O’Connor, who owns O’Connor’s Deli and Market, 7280 W. Devon Ave., said that since she was elected in 2011 she has worked to relieve crowded schools, improve the ward’s infrastructure and parks and bring businesses to the ward.
"Every playground in our ward is getting a new playlot," O’Connor said. "We invested $30 million into our infrastructure." O’Connor said that she also has worked to maintain police presence in the ward.
Napolitano said that before he became a firefighter he was a police officer in the 15th (Austin) Police District. "I know what’s it’s like to strap that vest on and go to work every day," Napolitano said.
Napolitano said that that he is concerned about the city pension system. "It’s my pension too, and it’s an important issue," he said. He said that as alderman he would advocate on residents’ behalf and have an open door policy with ward nights so he could listen to residents’ concerns.
"I’m not an aspiring politician. All I am is one of you and I’m hoping to do a good job for you," Napolitano said.
Lomanto said that because he is a store owner he sees the services that the city provides in his ward but he feels that more should be done. "We pay a lot of taxes for various issues and it’s not getting done," he said.
Lomanto and Napolitano said that they support participatory budgeting, a system used by some alderman under which residents can vote on how to spend the alderman’s annual $1.3 million in discretionary funding, known as "menu" funds.
O’Connor said that she does not support participatory budgeting because only a select few residents get to say how the funds should be spent.
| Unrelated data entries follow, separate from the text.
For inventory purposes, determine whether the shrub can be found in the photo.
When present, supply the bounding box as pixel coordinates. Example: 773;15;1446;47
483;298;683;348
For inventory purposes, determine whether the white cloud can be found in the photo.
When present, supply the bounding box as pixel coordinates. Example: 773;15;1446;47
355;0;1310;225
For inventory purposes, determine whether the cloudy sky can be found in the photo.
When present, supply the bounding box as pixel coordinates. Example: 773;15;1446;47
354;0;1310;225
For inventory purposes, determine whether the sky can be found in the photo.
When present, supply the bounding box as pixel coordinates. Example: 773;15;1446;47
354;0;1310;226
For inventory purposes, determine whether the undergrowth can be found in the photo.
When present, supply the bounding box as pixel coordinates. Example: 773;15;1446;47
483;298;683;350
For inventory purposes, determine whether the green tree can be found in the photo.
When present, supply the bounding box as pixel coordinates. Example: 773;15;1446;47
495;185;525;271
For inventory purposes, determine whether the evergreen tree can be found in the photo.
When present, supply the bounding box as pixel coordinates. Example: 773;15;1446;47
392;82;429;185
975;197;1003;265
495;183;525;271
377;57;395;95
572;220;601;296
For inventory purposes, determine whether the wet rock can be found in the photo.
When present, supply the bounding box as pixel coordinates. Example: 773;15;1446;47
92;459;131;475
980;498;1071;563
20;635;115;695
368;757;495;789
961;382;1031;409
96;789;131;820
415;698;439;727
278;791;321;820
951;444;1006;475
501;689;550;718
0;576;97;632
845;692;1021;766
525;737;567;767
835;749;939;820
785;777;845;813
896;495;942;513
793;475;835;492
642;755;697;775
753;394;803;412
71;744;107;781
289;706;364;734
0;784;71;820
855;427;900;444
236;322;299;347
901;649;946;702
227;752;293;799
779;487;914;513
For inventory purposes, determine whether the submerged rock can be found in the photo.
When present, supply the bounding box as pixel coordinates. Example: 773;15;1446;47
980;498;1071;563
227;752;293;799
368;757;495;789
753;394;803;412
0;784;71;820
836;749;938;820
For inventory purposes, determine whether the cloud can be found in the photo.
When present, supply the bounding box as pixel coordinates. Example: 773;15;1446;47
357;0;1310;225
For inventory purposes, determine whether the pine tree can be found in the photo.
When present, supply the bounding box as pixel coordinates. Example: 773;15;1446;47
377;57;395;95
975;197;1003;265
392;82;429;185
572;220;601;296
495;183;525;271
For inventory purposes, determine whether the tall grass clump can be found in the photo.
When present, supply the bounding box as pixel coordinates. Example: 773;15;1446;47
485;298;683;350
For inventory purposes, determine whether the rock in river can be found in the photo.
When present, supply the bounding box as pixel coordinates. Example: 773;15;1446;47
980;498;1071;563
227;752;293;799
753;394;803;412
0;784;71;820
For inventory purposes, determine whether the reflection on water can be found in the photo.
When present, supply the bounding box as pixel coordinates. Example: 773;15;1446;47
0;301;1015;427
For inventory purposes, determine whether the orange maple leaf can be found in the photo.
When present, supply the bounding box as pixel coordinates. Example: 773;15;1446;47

"Our ward is made up of 55,000 residents, and the only people who are showing up voting (on the budget) is 300, so what that means is that an organized group can come together and choose what they would like to see done and it’s not a full representation of the ward," O’Connor said.
The candidates also discussed how to revitalize Downtown Edgebrook, with Lomanto and Napolitano saying that they would use the "menu" funds to help businesses.
"The problem here in Edgebrook is that we have a weak chamber of commerce," O’Connor said. "The chamber of commerce has not been reaching out and being in touch with their business members, and we try to address it through the proper procedure, but we hit a dead end."
Regarding the issue of the increase in jet noise since the opening of a new runway at O’Hare International Airport in October of 2013, the candidates said that the issue is complicated because the federal government led the airport expansion effort.
"This expansion program was mandated by the federal government, so it’s not an easy fix," O’Connor said. She said that a solution to the noise problem is to get noise insulation for residents who are not currently on the noise map. She also said that she would like to decrease the 65-decibel level threshold that is required for federal noise insulations.
Napolitano said that O’Hare is "the machine behind the city" but that the jet noise is "driving everyone crazy." Lomanto said that he supports better usage of runways, as proposed by the Fair Allocation in Runways Coalition.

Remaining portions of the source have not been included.